Abstract

In Xenopus laevis embryogenesis, gene expression from endogenous and exogenously-introduced DNAs is reported to start only after 12 rounds of cleavage, at the stage called midblastula transition (MBT). In isotopic labeling experiments, however, we found that the synthesis of heterogeneous mRNA-like RNA occurs from the early cleavage stage, and that gene expression from zygotic genomes occurs sequentially in three characteristically different phases: the pre-MBT phase, in which heterogeneous mRNA-like RNA and small amounts of small-molecular-weight RNAs are synthesized; the MBT phase, in which there is a large increase in 4S RNA synthesis, and the post-MBT phase, in which rRNA is also synthesized.

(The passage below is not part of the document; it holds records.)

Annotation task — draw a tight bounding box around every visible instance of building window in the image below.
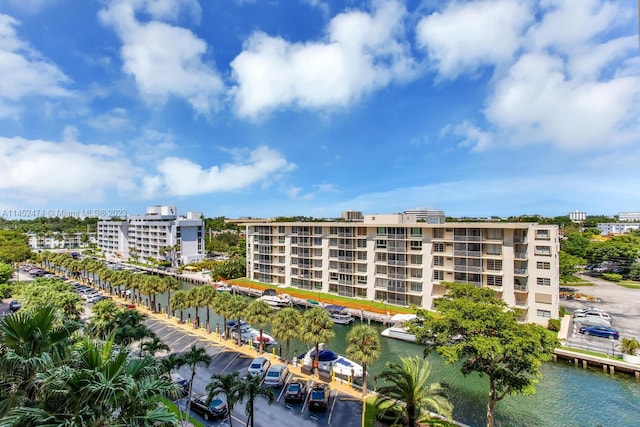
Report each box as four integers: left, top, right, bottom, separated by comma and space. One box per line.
536, 277, 551, 286
487, 276, 502, 286
536, 246, 551, 256
487, 259, 502, 271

Moreover in our studies on the expression of exogenously introduced DNA, we found that circular forms of bacterial chloramphenicol acetyltransferase (CAT) genes connected to viral promoters were expressed from the early cleavage stage, whereas circular forms of genes connected to Xenopus cardiac α-actin promoter were expressed only after the embryos reached the neurula stage, when the endogenous α-actin gene started to be expressed. We, therefore, conclude that in Xenopus embryogenesis, DNA-dependent RNA polymerases II, III and I are activated in this order, and that the promoter, not changes associated with the MBT, probably determine the timing of gene expression.